The driver line-up is studded with highly-rated visitors and many moonlighting V8 Supercar exponents, including household names Craig Lowndes and Greg Murphy and rising stars Lee Holdsworth, Tim Slade and Shane van Gisbergen.

Although gaining international recognition as one of the world's premier GT endurance races, the Liqui-Moly Bathurst 12 Hour is as unknown to Australians at large as the 1000 is legendary.

Certainly, the contrast between this weekend at Mount Panorama and the V8 October fest goes beyond the multicultural entry list.

There's no all-day TV coverage, spectator attendance is tiny and the atmosphere in the pit paddock is relaxed, friendly and cosmopolitan.

For the few thousand aficionados who'll be trackside from 7am to 7pm on Sunday, the 12 Hour is a smorgasbord of speed, ranging from dream machines to attainable sporty cars.

Along with wailing Ferrari 458s, howling Audi R8s, rumbling Mercedes AMG SLSs and growling Porsche 911s, the 12 Hour has attracted a two-car team from French manufacturer Peugeot.

It is the only full factory backed effort in the race, with the pair of race-spec RCZ coupes despatched from France along with three drivers.

They form a Franco-Australian driving team with V8 Supercar drivers Jason Bright, David Wall and Andrew Jones.

Bright, a former Bathurst 1000 winner, is partnering two of the visiting Frenchmen, Stephane Caillet and Julien Rueflin, while Wall and Jones join Bruce Jouanny.

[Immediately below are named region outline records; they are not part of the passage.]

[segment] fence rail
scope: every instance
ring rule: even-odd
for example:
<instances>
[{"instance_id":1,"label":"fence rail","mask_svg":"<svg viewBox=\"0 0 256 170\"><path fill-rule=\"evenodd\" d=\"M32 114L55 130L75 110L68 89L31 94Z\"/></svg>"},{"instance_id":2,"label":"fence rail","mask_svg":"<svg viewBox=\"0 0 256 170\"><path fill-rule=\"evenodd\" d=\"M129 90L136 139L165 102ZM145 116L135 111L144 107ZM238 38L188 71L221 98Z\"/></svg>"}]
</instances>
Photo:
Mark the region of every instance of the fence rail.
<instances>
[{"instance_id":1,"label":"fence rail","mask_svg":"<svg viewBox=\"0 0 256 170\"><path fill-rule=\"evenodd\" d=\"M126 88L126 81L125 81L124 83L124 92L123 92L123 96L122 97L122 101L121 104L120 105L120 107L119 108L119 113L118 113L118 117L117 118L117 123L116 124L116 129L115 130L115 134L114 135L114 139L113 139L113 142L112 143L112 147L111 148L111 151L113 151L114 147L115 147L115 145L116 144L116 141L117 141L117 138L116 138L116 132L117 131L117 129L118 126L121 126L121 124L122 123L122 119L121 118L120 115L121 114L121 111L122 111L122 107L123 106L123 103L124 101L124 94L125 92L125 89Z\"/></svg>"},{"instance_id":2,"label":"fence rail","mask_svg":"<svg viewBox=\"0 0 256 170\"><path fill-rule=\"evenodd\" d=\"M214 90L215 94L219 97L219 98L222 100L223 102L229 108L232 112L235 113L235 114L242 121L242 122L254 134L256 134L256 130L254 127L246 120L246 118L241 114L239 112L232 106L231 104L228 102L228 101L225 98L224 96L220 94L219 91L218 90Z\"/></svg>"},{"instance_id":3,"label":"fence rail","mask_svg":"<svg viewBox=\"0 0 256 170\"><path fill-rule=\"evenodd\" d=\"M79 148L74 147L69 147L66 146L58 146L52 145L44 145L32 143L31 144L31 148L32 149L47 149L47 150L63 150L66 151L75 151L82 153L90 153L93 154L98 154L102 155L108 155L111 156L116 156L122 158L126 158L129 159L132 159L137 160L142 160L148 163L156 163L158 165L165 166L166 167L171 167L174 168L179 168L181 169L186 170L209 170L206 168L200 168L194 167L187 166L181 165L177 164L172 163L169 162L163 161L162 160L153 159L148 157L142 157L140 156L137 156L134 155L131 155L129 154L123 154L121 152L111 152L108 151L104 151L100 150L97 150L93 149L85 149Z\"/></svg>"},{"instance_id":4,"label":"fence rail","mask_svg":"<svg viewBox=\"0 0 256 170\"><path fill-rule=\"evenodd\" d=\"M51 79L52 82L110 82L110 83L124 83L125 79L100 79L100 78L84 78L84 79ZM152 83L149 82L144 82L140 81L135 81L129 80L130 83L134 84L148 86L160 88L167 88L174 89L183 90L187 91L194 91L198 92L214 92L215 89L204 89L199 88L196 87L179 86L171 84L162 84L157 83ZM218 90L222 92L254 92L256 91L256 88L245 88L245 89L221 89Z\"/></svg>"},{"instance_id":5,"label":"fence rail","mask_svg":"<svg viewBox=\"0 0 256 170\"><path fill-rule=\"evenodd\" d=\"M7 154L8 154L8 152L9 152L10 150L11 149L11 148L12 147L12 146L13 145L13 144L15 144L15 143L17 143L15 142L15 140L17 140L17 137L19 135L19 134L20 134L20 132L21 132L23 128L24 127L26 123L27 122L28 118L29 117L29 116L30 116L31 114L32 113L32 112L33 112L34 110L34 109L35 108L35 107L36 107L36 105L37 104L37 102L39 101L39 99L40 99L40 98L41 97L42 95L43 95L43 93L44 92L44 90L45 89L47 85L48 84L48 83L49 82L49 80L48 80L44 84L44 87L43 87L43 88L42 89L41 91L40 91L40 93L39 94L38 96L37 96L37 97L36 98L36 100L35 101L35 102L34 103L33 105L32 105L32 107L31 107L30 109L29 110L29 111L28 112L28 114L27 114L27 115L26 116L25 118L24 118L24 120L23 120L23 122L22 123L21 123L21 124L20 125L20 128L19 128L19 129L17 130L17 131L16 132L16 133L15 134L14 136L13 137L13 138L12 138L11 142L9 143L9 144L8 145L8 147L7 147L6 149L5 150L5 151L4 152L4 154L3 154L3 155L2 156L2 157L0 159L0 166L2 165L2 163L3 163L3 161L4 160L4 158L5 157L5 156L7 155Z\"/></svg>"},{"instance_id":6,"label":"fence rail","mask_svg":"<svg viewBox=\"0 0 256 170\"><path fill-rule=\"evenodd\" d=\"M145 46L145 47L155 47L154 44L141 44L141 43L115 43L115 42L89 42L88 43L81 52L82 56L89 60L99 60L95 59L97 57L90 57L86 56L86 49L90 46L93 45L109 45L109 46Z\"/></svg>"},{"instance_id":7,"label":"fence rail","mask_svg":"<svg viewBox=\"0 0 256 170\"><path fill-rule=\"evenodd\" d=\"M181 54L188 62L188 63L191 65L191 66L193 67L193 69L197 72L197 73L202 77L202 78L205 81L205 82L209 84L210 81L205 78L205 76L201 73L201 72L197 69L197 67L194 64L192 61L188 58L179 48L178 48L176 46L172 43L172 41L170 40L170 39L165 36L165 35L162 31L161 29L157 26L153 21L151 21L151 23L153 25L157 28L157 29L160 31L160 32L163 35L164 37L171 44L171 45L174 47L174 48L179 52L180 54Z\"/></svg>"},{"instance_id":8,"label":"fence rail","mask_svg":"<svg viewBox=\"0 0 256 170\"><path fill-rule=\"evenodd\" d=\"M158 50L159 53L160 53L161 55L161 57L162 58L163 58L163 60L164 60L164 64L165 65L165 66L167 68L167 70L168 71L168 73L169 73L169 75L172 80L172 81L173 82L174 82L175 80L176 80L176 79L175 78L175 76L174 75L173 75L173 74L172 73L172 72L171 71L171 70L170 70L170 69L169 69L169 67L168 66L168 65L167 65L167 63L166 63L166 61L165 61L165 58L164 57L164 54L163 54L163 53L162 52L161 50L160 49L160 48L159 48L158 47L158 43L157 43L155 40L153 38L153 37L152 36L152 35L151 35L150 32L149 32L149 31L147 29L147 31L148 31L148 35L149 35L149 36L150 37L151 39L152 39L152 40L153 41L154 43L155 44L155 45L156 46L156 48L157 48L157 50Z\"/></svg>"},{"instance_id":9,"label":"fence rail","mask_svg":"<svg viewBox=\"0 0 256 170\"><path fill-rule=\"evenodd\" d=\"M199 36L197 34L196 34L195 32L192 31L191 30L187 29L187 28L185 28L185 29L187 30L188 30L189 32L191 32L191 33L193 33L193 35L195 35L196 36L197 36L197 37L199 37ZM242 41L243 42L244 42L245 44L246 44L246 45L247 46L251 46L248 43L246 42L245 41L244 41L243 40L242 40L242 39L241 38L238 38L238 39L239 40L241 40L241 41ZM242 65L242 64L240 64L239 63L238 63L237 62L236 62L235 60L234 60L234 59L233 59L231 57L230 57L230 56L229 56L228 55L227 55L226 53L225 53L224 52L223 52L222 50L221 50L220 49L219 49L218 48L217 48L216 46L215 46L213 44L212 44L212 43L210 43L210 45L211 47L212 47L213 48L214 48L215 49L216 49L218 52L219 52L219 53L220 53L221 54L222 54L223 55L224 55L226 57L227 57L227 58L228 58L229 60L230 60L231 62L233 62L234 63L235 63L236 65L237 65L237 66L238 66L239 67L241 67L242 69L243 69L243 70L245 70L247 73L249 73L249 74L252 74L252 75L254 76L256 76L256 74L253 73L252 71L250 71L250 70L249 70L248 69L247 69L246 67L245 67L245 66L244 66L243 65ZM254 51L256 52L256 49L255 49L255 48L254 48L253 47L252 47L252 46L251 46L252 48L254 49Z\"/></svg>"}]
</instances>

Peugeot is contesting an invitational class for cars with an engine capacity up to 1.6-litres with the 190 kW turbocharged four-cylinder RCZs, which are radically different to what the squad's V8 drivers are used to wrestling around the hillside track.

Compared with their Commodore V8 Supercars, the low-slung Pugs are slow up the hill, very fast across the twisting top section and swamped down Conrod Straight.

In qualifying on Saturday, Bright's class-leading fastest lap was 20 seconds slower than Holdsworth's pole-position winning time in his Mercedes AMG SLS GT racer.